ESTRAGO DE DIFÍCIL REPARAÇÃO
Miguel Nicolelis: destruição da soberania e da ciência custará décadas de
reconstrução
26 Junho 2019
Reconhecido mundialmente, o neurocientista Miguel Nicolelis avisa:
a renascença vivida pelo Brasil com a ampliação das
universidades e do acesso ao ensino superior, bem como os programas de fomento e
estímulo ao desenvolvimento científico, chegou ao fim. E não é só
isso. O processo de desmonte que começou com Michel
Temer e vem sendo agravado com Jair Bolsonaro é tão profundo que custará décadas
de reconstrução ao país. As declarações foram dadas durante debate
nesta terça-feira (25), no Centro de Estudos da Mídia Alternativa Barão de
Itararé, em São Paulo.
Texto e fotos por Felipe Bianchi
"Bolsonaro representa uma posição extremamente anticientífica, com repulsa pela
academia e pelo conhecimento. Não dá nem para chamar de medieval, pois o
pensamento medieval é brilhante se comparado ao dele. Nem com o neanderthal
podemos comparar, pois seria ofensivo ao neanderthal", avalia Nicolelis. "Nem em
regimes muito mais autoritários têm-se a cara de pau de destruir a academia como
Bolsonaro pretende, pois isso extrapola os limites da racionalidade. O que me
preocupa é que, apesar da velocidade do processo de destruição e desmonte, a
reconstrução leva décadas".
De seus 58 anos de vida, Nicolelis viveu 31 fora do país. Nos Estados Unidos,
encontrou condições para levar a cabo pesquisas que culminaram no sucesso de,
dentre outros, o emblemático projeto Walk Again (Andar de Novo), marcado pelo
chute inicial da Copa do Mundo de Futebol de 2014, realizada no Brasil, quando
um para-atleta (Juliano Pinto) vestiu um exoesqueleto. Apesar disso, revela
Nicolelis, foi em seu retorno ao país que descobriu o que é ser brasileiro. "Fui
fazer pesquisa no interior do nordeste, no Rio Grande do Norte, onde vivi por um
período. Ali entendi o que estava acontecendo no Brasil, ali entendi o que o
talento brasileiro é capaz quando tem oportunidades e ali entendi, de fato, o
Brasil", relata.
"O mundo inteiro viu o Brasil do período de 2002 a 2014 como algo admirável,
exemplar. Isso está sendo desmontado numa velocidade absurda. Quem está por trás
de tudo isso entende muito bem como se desmantela uma nação", opina. "É assim
que se puxa o tapete de um país emergente como o nosso, que construía um
processo democrático orgânico". Apesar da velocidade do processo de destruição e
desmonte, alerta Nicolelis, a reconstrução é inversamente proporcional.
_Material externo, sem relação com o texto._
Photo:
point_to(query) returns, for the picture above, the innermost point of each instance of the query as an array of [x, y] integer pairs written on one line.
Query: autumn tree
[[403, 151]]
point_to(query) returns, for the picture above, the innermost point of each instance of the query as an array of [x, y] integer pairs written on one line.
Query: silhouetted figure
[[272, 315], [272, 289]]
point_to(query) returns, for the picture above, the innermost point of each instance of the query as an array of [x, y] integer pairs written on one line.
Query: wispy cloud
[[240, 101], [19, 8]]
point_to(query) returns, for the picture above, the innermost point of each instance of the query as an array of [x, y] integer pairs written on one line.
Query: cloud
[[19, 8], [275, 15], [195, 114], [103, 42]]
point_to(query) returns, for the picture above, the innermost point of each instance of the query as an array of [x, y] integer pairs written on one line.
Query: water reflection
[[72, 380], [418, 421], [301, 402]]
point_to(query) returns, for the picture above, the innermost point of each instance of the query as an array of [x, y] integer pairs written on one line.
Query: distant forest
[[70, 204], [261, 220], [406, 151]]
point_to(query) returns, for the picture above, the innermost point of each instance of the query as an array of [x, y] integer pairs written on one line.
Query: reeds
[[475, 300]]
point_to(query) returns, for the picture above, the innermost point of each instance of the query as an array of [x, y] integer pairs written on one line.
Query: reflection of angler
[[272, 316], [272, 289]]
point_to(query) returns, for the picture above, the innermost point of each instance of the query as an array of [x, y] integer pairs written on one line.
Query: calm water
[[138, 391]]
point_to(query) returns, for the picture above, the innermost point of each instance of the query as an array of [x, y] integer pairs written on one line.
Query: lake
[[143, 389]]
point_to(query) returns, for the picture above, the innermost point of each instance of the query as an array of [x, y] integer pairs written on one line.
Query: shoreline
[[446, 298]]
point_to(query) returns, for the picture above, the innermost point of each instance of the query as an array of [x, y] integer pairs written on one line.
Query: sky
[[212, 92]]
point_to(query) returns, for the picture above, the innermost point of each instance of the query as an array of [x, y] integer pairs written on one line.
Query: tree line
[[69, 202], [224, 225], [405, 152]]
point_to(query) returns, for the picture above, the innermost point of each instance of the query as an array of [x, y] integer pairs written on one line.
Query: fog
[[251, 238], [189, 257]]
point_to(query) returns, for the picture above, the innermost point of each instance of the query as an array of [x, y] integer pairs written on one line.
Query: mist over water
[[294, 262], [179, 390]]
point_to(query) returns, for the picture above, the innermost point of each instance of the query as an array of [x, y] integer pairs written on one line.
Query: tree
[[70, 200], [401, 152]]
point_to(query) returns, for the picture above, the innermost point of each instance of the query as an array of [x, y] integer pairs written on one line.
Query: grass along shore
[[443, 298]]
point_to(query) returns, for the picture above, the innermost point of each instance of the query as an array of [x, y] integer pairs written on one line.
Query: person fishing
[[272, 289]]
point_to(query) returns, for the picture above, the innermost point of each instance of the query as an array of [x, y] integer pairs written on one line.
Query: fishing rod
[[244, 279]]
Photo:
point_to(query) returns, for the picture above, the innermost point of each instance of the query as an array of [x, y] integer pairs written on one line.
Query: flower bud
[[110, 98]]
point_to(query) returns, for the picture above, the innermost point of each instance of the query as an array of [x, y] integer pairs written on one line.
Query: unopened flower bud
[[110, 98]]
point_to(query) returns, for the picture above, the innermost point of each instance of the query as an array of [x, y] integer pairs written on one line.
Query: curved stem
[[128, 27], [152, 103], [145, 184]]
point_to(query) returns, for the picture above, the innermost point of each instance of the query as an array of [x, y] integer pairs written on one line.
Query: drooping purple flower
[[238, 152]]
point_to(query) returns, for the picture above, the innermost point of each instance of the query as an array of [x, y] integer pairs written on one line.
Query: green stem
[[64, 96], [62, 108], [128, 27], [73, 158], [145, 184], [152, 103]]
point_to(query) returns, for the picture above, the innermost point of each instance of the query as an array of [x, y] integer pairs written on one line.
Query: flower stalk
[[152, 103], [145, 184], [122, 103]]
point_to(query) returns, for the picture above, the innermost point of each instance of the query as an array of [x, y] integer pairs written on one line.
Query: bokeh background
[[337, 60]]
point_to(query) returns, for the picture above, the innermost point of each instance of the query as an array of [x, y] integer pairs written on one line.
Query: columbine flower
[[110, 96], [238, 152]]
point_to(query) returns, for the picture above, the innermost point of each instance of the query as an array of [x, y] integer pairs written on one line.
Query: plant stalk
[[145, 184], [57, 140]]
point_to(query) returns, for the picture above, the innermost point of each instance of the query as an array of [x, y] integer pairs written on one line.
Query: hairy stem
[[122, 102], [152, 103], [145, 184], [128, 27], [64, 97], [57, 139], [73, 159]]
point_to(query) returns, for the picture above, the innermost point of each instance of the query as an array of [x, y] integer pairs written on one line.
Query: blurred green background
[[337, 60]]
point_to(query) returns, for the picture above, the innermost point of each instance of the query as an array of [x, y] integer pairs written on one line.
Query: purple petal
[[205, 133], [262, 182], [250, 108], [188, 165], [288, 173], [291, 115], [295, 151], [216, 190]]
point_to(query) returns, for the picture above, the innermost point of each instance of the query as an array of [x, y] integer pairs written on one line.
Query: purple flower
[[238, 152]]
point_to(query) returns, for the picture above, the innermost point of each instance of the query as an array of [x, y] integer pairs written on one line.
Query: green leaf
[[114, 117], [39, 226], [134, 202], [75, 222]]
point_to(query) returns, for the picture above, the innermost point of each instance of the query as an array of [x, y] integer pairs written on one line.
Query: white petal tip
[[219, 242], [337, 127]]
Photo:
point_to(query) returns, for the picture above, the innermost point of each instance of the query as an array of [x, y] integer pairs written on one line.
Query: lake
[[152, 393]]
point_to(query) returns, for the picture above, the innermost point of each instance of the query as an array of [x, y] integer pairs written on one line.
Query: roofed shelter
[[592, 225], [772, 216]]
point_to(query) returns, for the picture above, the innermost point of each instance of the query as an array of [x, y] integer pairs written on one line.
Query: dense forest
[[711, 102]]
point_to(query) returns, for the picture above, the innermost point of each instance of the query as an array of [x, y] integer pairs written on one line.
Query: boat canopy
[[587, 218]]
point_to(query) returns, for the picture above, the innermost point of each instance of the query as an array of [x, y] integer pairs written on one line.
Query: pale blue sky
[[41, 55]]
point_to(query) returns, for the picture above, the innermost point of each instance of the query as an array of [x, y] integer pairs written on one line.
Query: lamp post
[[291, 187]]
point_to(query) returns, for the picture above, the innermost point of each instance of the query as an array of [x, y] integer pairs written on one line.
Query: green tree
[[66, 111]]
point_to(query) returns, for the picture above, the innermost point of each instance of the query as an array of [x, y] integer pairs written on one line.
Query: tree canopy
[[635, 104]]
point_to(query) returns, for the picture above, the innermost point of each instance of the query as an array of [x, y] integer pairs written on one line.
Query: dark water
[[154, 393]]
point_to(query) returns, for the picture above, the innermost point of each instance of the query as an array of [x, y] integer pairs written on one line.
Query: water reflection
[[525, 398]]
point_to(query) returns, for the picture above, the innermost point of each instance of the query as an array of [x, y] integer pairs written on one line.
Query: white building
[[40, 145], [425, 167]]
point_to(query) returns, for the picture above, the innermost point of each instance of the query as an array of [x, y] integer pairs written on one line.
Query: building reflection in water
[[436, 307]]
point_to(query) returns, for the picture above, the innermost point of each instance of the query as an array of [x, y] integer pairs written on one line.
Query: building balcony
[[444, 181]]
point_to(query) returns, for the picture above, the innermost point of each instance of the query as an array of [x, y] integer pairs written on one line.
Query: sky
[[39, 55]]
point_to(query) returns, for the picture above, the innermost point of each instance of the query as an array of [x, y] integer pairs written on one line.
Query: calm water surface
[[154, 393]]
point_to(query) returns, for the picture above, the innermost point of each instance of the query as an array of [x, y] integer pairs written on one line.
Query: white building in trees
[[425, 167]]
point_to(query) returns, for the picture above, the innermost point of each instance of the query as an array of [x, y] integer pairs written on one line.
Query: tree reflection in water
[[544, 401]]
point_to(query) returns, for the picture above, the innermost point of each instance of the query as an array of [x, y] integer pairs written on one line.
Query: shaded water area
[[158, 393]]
"Reverter um processo de sucateamento da educação é algo que leva décadas. Não
podemos voltar no tempo. Nossa renascença durou só 12 anos, mas retomá-la levará
décadas".
Nicolelis contou com a companhia de Flávia Calé, presidenta da Associação
Nacional de Pós-Graduandos (ANPG). Na avaliação dela, o Estado é fundamental
para investir em uma produção científica robusta, mas o que se passa hoje no
Brasil é a vigência de um Estado de exceção. "As denúncias trazidas à tona pelo
The Intercept Brasil deixa ainda mais claro", avalia. O que é mais grave do
ponto de vista da soberania, argumenta Calé, é o abismo que o Brasil deixa se
formar à sua frente no xadrez global. "Na disputa geopolítica, à medida que o
Brasil abandona a ciência, nos defasamos muito em relação a outras nações. Eles
avançam muito e nós retrocedemos muito". Para ela, o Brasil oferece hoje dois
caminhos para quem quer fazer ciência: o aeroporto ou o subemprego.